Creating a QEMU overlay image:

QEMU has a nice feature called overlay images which allows you to "clone" an image, where the new (overlay) image will only store the "diffs" to the original one, thus saving lots of space. This also allows you to remove the overlay image at any time and restart from the original image (which is nice for testing stuff which may break).

  1. Create an overlay image based on the previously installed Debian image:
    qemu-img create -b /path/to/debian.img -f qcow /path/to/debian_selinux_overlay.img
  2. Now boot into the new overlay image:
    qemu -hda /path/to/debian_selinux_overlay.img

Basic SELinux setup:

SELinux / sestatus screenshot

  1. SELinux wants to label all the files on your system (all inodes actually), so your filesystem(s) need the so-called extended attributes (xattr) and "security labels" (both are kernel options) which most modern file systems now support. For ext3 (for example) you need these config options:
    CONFIG_EXT3_FS=y
    CONFIG_EXT3_FS_XATTR=y
    CONFIG_EXT3_FS_SECURITY=y
    Luckily the Debian kernels are xattr-enabled by default so we don't have to do anything at all here.

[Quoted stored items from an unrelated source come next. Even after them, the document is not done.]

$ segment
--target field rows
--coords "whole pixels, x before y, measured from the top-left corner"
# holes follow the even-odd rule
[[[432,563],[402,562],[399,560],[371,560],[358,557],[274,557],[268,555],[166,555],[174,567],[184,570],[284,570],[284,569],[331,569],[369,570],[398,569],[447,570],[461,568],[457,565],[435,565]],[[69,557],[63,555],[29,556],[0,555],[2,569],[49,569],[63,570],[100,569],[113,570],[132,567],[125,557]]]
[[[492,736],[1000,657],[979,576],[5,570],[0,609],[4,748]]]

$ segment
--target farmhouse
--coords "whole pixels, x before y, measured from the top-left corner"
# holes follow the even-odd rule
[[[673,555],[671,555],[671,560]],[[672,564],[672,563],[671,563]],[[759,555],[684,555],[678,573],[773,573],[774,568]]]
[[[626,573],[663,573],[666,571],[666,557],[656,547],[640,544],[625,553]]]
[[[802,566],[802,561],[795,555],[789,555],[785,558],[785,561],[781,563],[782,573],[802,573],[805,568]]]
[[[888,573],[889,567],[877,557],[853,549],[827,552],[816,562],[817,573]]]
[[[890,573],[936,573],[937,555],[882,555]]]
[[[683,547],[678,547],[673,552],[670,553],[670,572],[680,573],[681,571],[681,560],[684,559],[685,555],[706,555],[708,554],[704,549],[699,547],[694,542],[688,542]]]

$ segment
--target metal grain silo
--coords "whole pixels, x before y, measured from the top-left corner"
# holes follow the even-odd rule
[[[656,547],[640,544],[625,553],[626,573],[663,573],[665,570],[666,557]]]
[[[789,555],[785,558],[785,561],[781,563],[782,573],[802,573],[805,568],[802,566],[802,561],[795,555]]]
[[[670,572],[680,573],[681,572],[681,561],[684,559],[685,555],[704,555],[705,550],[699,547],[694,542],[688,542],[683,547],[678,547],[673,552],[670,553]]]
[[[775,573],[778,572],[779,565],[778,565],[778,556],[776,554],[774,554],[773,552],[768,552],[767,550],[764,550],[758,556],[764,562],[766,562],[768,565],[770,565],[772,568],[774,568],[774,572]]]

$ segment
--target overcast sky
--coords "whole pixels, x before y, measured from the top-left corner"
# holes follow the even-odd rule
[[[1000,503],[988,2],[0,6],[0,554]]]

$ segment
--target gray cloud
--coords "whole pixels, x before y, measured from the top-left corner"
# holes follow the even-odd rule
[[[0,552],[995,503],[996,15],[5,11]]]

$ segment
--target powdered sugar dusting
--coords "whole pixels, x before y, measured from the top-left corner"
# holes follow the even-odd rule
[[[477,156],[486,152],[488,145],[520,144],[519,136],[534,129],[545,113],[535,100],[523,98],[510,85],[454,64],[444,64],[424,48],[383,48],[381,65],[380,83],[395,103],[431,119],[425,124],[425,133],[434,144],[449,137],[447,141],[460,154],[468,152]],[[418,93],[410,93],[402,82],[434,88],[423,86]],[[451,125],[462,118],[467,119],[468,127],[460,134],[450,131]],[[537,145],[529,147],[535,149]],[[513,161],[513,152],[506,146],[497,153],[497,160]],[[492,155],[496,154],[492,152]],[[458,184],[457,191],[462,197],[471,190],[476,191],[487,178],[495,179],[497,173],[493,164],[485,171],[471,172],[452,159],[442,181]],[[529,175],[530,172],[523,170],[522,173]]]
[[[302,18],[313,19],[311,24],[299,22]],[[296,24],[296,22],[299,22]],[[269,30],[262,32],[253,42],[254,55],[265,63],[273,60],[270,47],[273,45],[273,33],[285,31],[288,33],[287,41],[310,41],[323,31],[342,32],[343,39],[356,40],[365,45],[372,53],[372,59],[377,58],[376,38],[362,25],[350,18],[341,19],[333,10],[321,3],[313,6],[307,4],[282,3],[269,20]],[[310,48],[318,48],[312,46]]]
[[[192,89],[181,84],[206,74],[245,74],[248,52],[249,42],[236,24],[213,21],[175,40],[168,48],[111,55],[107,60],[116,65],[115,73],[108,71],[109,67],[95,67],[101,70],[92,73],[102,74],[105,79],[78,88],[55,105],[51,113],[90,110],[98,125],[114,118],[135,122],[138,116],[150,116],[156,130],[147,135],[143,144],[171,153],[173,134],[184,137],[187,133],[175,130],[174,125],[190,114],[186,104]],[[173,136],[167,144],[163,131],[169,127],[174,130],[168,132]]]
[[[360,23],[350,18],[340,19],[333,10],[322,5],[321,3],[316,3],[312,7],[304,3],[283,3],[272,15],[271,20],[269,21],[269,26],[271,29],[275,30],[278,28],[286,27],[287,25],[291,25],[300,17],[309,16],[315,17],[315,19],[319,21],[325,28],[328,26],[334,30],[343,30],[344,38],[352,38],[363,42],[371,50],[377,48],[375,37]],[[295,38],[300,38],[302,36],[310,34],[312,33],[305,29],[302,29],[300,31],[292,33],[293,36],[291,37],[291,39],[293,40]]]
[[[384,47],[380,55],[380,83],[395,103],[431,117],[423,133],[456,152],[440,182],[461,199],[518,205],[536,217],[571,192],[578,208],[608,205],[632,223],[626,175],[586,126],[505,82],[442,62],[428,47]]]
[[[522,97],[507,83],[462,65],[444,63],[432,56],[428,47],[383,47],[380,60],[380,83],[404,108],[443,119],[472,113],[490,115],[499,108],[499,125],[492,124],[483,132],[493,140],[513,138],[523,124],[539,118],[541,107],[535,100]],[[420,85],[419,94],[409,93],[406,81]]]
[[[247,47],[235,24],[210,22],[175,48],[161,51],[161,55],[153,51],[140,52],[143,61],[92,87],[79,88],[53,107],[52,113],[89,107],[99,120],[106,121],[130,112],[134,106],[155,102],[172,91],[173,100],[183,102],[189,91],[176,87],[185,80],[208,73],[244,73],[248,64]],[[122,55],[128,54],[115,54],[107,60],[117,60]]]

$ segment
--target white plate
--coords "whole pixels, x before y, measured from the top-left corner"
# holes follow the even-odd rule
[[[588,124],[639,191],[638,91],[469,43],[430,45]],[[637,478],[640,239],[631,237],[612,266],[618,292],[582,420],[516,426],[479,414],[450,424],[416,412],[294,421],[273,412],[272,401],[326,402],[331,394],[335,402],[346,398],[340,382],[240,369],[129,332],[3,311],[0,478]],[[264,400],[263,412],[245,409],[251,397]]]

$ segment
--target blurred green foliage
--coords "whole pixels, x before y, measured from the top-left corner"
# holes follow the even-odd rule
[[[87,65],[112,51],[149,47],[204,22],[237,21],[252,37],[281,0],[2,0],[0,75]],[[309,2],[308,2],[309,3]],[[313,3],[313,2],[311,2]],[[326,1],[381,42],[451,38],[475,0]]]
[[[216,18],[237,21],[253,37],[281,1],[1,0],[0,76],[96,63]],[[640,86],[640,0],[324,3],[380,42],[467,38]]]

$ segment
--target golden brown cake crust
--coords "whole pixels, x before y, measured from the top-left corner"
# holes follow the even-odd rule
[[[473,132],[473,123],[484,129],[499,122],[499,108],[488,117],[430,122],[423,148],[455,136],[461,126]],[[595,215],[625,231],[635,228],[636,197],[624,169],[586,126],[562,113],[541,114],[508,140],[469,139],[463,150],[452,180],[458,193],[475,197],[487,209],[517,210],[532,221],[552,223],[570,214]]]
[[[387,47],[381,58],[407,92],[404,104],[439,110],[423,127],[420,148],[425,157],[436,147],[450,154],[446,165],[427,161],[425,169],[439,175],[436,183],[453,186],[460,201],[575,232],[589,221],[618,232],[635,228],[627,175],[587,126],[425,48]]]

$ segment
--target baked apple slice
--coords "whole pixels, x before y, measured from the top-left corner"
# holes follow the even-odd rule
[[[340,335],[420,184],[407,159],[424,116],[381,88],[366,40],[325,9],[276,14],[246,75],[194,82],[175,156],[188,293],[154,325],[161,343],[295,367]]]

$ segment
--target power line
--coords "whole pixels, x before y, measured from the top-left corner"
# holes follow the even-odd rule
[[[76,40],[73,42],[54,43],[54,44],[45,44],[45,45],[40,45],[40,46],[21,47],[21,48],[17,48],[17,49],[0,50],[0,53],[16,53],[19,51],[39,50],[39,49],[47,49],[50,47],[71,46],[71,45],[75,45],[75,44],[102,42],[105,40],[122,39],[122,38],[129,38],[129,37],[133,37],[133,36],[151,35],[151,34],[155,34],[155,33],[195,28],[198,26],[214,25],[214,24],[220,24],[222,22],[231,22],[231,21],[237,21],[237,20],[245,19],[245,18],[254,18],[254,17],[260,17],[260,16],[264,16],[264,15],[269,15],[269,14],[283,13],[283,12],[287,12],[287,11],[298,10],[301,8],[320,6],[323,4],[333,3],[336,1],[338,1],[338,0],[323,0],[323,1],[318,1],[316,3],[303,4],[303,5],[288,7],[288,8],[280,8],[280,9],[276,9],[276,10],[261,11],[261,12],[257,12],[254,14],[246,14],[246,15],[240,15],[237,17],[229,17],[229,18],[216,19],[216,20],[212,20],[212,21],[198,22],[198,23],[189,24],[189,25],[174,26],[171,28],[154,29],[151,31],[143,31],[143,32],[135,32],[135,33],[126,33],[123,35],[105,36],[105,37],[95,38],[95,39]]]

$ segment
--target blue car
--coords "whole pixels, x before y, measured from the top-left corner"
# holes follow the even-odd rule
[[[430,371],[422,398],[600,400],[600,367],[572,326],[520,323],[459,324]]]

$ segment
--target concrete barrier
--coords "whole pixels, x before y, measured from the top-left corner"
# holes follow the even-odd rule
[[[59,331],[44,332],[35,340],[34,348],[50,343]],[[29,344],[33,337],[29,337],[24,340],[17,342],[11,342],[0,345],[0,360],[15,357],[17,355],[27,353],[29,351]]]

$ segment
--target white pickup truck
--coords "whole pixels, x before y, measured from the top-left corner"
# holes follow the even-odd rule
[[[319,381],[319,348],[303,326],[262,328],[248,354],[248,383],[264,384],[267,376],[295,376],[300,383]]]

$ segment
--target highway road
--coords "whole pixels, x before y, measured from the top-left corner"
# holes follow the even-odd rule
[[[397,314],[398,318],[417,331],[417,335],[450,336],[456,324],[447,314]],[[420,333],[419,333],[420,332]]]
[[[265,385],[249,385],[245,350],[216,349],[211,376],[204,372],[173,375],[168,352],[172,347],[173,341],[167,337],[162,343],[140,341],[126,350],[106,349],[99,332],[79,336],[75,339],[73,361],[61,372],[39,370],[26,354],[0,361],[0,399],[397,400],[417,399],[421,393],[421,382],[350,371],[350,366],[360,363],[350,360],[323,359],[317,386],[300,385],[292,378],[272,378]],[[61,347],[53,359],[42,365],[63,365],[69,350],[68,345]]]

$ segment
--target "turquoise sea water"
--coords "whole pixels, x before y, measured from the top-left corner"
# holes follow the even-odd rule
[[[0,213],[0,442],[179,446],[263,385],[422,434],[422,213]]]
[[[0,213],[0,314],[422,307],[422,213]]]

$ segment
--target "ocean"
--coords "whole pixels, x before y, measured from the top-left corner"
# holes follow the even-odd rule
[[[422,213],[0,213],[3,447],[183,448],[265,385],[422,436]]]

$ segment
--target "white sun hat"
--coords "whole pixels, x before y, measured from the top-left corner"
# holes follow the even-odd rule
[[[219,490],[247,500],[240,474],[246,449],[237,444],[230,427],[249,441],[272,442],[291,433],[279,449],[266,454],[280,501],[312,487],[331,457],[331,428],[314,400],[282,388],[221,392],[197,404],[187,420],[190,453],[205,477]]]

  2. Install the basic SELinux packages and the source package of the SELinux reference policy:
    apt-get install checkpolicy policycoreutils selinux-policy-refpolicy-src
  3. I noticed a bug in the current Debian packages (the setfiles utility is in the wrong place, see #384850), but there's a simple workaround:
    ln -s /sbin/setfiles /usr/sbin/setfiles
  4. Now we can (re-)label the file system:
    cd /etc/selinux/refpolicy/src/policy
    make relabel
    This will build the reference policy from source and relabel your file system (this will take a while).
    There might be some warnings (and maybe you'll notice further bugs), but they seem not to be critical.
  5. We can now (almost) enable SELinux, but before we can reboot we need to work around another bug (#384852), otherwise SELinux will not be enabled when we reboot:
    ln -s /etc/selinux/refpolicy/src /etc/selinux/targeted
  6. Now reboot the emulated Debian system, and at the GRUB console add the kernel option selinux=1 to enable SELinux in the kernel (press "e" to edit the boot options).
  7. You'll get tons of SELinux log messages while the system boots, that's normal at this point, don't worry.
    Then you can type "sestatus", which should print some information on the running SELinux system. If it says "SELinux status: disabled" something went wrong.

Congratulations! You now have a QEMU image with minimal SELinux support and you can start playing with it, tweaking the policy, finding and reporting bugs, reading tons of documentation on how SELinux actually works etc. etc.

As SELinux is (half?) a release-goal for Debian etch, it would be nice if many people could test it before the release, and this is one method to do so without breaking your production systems.

Update 2006-08-28: You don't really need user_xattr support for SELinux, only xattr support (for security.selinux xattrs) for the filesystem you use, which is available per default in Debian kernels (thanks Russell Coker).